Histogram measures the frequency of value observations that fall into specific pre-defined buckets. For example, we can measure the request duration of an HTTP request using histograms. Rather than storing every duration for every request, the histogram will make an approximation by storing the frequency of requests that fall into pre-defined particular buckets.
Thus, histograms are the best choice in these situations:
- When we want to observe many values and then later want to calculate the percentile of observed values
- When we can estimate the range of values upfront, as the histogram put the observations into pre-defined buckets
- When accuracy is not so important, and we don't want the exact values because of the lossy nature of bucketing data in histograms
- When we need to aggregate histograms across multiple instances
Examples
Histogram With Linear Buckets
Create a histogram with 12 buckets: 0..100
in steps of 10
and Double.MaxValue
. It can be applied to effects yielding a Double
:
import zio._
import zio.metrics._
val histogram =
Metric.histogram("histogram", MetricKeyType.Histogram.Boundaries.linear(0, 10, 11))
Now we can apply the histogram to effects producing Double
:
import zio._
import zio.metrics._
Random.nextDoubleBetween(0.0d, 120.0d) @@ histogram
Timer Metric
Here is an example of adding timer metric to track workflow durations:
import zio._
import zio.metrics._
import java.time.temporal.ChronoUnit
object Example extends ZIOAppDefault {
def workflow = ZIO.succeed(42)
def randomDelay =
for {
i <- Random.nextLongBetween(1L, 10)
_ <- ZIO.sleep(Duration.fromMillis(i))
} yield ()
val timer =
Metric.timer(
name = "timer",
chronoUnit = ChronoUnit.MILLIS,
boundaries = Chunk.iterate(1.0, 10)(_ + 1.0)
)
val run = ((workflow <* randomDelay) @@ timer.trackDuration).repeatN(99)
}
If we add prometheus layer, we expose the metrics which is something like this:
# TYPE timer histogram
# HELP timer
timer_bucket{time_unit="millis",le="1.0",} 6.0 1686581577320
timer_bucket{time_unit="millis",le="2.0",} 16.0 1686581577320
timer_bucket{time_unit="millis",le="3.0",} 27.0 1686581577320
timer_bucket{time_unit="millis",le="4.0",} 41.0 1686581577320
timer_bucket{time_unit="millis",le="5.0",} 49.0 1686581577320
timer_bucket{time_unit="millis",le="6.0",} 60.0 1686581577320
timer_bucket{time_unit="millis",le="7.0",} 70.0 1686581577320
timer_bucket{time_unit="millis",le="8.0",} 85.0 1686581577320
timer_bucket{time_unit="millis",le="9.0",} 99.0 1686581577320
timer_bucket{time_unit="millis",le="10.0",} 99.0 1686581577320
timer_bucket{time_unit="millis",le="+Inf",} 100.0 1686581577320
timer_sum{time_unit="millis",} 603.0 1686581577320
timer_count{time_unit="millis",} 100.0 1686581577320
timer_min{time_unit="millis",} 1.0 1686581577320
timer_max{time_unit="millis",} 66.0 1686581577320⏎
This Prometheus result represents a histogram metric called "timer" with a time unit of milliseconds. The histogram provides information about the distribution of workflow durations.

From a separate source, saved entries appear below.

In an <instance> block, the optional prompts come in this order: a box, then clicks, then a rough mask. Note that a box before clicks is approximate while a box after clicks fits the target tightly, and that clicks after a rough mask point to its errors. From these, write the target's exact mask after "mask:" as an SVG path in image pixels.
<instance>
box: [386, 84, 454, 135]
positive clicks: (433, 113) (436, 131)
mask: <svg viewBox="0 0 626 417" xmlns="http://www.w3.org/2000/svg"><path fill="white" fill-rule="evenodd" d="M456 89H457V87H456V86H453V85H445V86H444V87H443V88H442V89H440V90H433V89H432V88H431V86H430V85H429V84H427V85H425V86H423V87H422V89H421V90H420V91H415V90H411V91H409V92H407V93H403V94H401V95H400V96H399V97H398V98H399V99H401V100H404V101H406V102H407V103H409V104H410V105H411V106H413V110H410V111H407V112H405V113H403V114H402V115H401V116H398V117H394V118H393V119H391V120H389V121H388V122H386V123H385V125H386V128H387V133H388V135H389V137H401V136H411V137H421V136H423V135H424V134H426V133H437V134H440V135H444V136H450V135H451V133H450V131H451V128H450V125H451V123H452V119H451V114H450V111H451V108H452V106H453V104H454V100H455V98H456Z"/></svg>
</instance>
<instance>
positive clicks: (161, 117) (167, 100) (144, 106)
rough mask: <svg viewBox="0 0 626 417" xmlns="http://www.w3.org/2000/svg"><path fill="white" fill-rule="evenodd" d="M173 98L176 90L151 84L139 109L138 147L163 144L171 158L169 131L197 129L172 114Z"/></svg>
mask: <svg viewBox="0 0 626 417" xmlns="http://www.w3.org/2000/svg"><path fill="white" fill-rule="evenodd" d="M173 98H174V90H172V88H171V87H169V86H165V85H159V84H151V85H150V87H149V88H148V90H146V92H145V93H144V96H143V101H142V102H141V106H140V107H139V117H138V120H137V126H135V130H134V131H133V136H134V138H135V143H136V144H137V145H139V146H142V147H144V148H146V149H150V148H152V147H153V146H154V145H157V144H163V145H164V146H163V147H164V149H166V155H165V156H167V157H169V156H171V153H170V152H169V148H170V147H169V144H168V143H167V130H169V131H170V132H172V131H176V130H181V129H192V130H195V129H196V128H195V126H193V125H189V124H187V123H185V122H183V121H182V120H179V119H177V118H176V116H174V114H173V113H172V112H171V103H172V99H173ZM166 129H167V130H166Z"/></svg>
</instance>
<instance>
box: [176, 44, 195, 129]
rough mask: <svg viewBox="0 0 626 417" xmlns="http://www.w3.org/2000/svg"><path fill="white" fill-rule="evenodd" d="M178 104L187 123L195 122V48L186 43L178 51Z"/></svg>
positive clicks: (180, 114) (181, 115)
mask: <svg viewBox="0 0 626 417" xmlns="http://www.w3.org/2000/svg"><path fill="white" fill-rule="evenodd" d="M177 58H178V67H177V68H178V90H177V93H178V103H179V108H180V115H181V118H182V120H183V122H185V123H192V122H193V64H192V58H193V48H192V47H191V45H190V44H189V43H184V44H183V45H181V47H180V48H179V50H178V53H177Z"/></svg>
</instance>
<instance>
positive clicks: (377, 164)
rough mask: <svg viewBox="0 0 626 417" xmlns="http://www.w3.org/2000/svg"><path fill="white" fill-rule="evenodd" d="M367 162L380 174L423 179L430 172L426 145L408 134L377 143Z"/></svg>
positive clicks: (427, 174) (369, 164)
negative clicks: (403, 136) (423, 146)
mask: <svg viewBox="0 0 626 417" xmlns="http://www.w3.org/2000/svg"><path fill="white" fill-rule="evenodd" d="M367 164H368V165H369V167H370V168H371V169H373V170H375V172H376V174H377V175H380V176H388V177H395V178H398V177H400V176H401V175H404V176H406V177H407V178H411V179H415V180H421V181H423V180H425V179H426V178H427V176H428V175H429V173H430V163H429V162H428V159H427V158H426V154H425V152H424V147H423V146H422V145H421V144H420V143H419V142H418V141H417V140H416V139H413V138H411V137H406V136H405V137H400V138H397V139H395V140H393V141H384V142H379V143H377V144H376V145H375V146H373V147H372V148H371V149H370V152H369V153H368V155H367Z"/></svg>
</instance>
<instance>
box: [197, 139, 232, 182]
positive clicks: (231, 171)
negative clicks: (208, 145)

The histogram is divided into multiple buckets, each representing a range of workflow durations. The "le" label indicates the upper bound of each bucket. The values next to each bucket indicate the count or frequency of measurements falling within that bucket.
For instance, "timer_bucket{time_unit="millis",le="5.0",} 49.0"
means there are 49 measurements with duration less than or equal to 5.0 millisecond.